November 1, 2018 feature
A new method to express robot incapability
Researchers at Cornell University and the University of California, Berkeley, have developed an a method to automatically generate motions with which robots can express their inability to complete a given task. These generated motions clearly communicate both what task the robot cannot complete and why it is unable to complete it.
"When interacting with robots, it is important for humans to have accurate expectations of robot capabilities," Minae Kwon, one of the researchers who carried out the study, told TechXplore. "One way to set accurate expectations is to understand what robots are incapable of doing and why."

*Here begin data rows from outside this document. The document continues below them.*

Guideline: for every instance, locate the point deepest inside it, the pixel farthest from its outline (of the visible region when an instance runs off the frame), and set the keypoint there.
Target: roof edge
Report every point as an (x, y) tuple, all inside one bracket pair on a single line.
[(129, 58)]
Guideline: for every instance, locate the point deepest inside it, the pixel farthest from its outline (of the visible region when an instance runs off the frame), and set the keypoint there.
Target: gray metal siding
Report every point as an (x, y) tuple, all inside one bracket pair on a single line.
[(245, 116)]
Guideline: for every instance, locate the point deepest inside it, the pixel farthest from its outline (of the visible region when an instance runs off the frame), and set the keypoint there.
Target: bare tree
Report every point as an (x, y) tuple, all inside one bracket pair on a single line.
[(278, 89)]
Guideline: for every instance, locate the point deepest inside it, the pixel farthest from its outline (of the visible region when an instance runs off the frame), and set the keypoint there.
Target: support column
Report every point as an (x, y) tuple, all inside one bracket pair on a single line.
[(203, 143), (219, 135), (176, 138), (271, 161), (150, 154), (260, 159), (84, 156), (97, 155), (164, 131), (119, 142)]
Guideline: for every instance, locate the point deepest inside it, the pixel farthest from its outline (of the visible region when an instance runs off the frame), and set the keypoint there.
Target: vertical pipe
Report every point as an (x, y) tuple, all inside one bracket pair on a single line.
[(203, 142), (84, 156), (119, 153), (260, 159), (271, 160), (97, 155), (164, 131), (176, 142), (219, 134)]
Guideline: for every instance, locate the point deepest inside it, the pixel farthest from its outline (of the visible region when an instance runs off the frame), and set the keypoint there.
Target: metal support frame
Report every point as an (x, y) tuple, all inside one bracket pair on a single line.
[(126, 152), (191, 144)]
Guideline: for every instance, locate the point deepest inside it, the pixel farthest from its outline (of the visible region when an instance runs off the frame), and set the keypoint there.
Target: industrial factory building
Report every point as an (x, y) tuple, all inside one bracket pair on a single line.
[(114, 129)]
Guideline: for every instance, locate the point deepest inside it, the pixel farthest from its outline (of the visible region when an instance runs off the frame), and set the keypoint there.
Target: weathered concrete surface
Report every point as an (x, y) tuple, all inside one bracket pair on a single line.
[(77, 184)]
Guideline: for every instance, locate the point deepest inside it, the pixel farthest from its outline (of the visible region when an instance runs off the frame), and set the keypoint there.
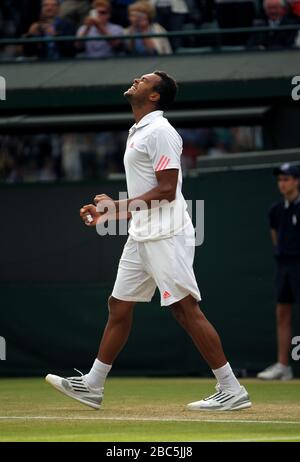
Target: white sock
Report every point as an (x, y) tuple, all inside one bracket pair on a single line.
[(97, 375), (227, 379)]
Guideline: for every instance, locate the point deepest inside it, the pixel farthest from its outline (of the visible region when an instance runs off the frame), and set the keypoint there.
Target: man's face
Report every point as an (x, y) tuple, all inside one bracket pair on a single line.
[(142, 89), (274, 9), (287, 184), (103, 12), (49, 9)]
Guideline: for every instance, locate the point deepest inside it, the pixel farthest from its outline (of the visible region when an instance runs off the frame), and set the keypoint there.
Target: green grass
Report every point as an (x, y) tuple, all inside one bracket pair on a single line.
[(147, 410)]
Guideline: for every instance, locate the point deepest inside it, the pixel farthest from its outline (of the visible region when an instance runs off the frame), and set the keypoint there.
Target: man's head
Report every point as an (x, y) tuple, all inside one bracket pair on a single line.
[(274, 9), (157, 89), (50, 9), (288, 179), (103, 8), (140, 12)]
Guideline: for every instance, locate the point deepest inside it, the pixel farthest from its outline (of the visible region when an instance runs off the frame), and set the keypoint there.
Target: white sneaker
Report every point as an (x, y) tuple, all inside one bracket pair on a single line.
[(77, 388), (276, 371), (222, 401)]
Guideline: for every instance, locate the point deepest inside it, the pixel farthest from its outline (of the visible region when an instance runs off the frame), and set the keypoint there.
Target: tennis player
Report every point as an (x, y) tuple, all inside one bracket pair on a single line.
[(159, 251)]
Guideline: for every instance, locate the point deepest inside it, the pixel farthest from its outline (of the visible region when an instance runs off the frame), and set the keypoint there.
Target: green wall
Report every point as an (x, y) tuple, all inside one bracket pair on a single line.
[(53, 304)]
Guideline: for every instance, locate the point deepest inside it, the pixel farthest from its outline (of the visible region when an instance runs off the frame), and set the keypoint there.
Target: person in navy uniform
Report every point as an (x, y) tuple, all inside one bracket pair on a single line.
[(284, 219)]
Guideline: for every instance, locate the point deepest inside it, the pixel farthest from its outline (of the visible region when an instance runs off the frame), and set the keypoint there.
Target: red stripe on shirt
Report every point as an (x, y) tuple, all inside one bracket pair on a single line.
[(164, 164), (161, 159)]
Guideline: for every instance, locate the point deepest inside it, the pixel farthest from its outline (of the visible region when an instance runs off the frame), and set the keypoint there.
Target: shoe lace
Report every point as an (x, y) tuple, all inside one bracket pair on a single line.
[(77, 370), (76, 377)]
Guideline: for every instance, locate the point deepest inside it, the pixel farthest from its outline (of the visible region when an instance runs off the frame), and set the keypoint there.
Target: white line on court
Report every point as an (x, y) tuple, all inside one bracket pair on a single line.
[(151, 419), (252, 440)]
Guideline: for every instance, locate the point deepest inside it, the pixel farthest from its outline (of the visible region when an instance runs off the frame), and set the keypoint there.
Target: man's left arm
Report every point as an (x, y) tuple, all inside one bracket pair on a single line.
[(165, 190)]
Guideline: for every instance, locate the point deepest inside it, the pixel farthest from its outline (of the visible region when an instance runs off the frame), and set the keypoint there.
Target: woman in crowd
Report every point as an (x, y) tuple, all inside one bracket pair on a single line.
[(141, 15)]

Currently, most robot failures are extremely uninformative. In other words, when the robot is unable to complete a task, it might stop abruptly in the middle of an action or even refuse to begin the task in the first place. This makes it hard for humans to understand the cause of the robot's failure, as well as to generalize its abilities.
"We wanted to find a way in which robots could more intelligently communicate their incapabilities (i.e., what they are trying to do and why it will fail) even before a failure happens," Kwon said. "Specifically, we focused on incapabilities related to motion planning tasks (e.g. lifting a cup, pushing a door), as we wanted to solve this problem using expressive motion."

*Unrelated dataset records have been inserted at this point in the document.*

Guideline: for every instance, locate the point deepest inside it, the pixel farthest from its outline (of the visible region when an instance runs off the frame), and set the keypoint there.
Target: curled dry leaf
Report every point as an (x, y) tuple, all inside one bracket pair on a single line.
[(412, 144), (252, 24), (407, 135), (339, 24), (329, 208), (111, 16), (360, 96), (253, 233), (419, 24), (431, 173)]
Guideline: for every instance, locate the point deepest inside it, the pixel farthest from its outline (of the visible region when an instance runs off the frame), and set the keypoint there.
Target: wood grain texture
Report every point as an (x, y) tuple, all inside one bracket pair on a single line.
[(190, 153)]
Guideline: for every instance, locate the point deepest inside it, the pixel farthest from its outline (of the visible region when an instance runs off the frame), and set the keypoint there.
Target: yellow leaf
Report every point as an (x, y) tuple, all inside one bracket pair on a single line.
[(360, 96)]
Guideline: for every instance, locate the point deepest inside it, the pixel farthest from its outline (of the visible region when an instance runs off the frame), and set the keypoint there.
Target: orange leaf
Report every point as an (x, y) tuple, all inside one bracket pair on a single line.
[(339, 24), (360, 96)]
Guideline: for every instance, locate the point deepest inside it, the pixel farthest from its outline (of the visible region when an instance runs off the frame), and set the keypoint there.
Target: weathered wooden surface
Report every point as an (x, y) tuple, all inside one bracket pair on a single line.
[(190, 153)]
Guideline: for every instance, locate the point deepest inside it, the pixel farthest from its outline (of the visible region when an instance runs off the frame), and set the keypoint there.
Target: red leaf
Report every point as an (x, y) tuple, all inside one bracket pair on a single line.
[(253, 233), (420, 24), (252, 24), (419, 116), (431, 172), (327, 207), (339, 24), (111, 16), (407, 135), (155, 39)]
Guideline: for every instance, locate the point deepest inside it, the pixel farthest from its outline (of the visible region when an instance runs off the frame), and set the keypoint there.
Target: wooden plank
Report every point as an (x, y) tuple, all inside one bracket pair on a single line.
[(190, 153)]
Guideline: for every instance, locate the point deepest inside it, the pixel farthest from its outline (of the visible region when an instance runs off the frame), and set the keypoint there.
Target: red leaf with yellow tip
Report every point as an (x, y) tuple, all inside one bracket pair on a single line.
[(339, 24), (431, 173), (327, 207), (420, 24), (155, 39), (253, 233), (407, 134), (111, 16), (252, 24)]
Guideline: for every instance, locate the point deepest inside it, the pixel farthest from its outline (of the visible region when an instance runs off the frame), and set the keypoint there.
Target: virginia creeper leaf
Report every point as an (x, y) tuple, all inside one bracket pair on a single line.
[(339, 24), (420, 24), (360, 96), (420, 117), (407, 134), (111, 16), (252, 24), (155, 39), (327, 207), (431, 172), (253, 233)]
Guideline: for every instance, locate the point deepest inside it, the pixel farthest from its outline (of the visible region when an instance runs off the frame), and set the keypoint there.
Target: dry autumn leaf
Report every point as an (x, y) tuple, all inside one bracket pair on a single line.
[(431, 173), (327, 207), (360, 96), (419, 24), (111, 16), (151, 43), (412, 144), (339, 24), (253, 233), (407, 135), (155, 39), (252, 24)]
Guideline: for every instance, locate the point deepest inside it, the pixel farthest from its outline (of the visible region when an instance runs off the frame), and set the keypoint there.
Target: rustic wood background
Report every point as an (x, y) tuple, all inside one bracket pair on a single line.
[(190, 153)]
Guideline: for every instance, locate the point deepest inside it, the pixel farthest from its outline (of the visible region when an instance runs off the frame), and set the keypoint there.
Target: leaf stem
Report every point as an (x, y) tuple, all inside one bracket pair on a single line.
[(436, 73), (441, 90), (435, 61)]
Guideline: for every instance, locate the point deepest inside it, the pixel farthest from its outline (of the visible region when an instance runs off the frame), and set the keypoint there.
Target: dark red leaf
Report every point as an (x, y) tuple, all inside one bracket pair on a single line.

Kwon, her colleagues Sandy Huang and their advisor Anca Dragan addressed this problem in the context of trajectory optimization. Their approach minimizes the similarity between the motion expressing incapability and what would allow the robot to successfully execute the task, while also considering the physical limitations of the robot. When the researchers evaluated different similarity measures, they found that one in particular generalized well to a broad range of tasks, producing expressive motions that are tailored to individual tasks.

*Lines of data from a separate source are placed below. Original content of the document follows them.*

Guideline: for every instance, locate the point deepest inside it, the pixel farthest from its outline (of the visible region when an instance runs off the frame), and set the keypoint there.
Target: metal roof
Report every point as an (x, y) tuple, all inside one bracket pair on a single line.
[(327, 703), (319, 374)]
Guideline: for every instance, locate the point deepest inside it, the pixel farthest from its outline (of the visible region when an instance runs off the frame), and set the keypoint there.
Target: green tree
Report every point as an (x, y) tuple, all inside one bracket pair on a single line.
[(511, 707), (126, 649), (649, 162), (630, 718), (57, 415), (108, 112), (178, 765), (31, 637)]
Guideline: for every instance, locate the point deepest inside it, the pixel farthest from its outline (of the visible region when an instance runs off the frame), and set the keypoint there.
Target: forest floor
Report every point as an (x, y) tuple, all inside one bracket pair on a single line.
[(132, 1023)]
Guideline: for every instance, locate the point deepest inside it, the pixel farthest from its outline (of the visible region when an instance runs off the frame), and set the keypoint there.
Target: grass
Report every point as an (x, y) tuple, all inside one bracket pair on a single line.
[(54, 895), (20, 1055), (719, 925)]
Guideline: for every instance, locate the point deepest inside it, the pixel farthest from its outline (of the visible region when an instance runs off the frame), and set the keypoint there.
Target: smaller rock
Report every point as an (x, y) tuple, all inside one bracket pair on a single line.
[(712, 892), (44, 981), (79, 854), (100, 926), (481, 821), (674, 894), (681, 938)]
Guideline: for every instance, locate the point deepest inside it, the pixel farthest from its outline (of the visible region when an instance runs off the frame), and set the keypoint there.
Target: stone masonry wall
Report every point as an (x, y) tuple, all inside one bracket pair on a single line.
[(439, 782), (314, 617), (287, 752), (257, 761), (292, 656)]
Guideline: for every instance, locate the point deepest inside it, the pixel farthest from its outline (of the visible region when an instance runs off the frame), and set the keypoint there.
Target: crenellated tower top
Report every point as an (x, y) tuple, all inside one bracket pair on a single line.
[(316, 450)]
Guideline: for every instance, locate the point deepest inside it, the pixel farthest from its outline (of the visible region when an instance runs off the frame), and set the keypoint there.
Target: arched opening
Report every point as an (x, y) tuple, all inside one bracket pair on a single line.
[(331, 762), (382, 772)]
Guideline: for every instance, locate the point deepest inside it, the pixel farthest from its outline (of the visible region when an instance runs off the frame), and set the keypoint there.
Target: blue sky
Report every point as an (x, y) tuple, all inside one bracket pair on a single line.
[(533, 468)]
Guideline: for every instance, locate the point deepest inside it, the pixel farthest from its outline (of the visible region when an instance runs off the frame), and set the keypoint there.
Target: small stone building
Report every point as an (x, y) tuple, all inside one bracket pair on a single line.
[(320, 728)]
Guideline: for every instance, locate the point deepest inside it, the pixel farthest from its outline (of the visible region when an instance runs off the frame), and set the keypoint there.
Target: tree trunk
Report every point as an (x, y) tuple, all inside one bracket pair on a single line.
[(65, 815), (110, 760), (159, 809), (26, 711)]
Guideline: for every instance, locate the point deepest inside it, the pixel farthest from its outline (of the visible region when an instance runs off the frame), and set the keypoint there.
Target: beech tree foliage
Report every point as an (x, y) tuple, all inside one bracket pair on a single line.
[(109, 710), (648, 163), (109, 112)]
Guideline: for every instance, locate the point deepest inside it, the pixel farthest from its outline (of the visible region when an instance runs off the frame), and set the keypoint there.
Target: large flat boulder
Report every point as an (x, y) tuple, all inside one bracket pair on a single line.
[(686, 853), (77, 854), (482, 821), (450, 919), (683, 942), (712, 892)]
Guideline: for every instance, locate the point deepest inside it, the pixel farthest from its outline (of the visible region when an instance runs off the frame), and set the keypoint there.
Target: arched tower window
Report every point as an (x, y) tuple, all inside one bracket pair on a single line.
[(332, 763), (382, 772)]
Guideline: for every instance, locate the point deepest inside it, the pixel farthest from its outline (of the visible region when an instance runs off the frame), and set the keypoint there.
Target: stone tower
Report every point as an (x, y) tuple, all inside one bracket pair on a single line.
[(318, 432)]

"We generate an attempt motion, or a motion where the robot tries its best to complete the trajectory it would have followed, which is subject to a constraint," Kwon explained. "Following the desired trajectory illustrates the robot's goal and the constraint illustrates the failure. To communicate the incapability, we consecutively rewind and repeat these attempt motions."
The method employed by the researchers automatically generates motions that express robot incapability, communicating both what it is trying to achieve and the reasons behind its failure. This could ultimately improve communication between end-users and robots, facilitating their collaboration on a broad range of tasks.
"We think it's important that people were not only able to recognize the robot's intended goal and the cause of incapability more clearly compared to other approaches, but that our motions also created a positive image of the robot,' Kwon said. "For instance, people were more willing to help the robot and collaborate with it. We hope that these positive implications for human-robot collaboration will help to improve the way we interact with robots."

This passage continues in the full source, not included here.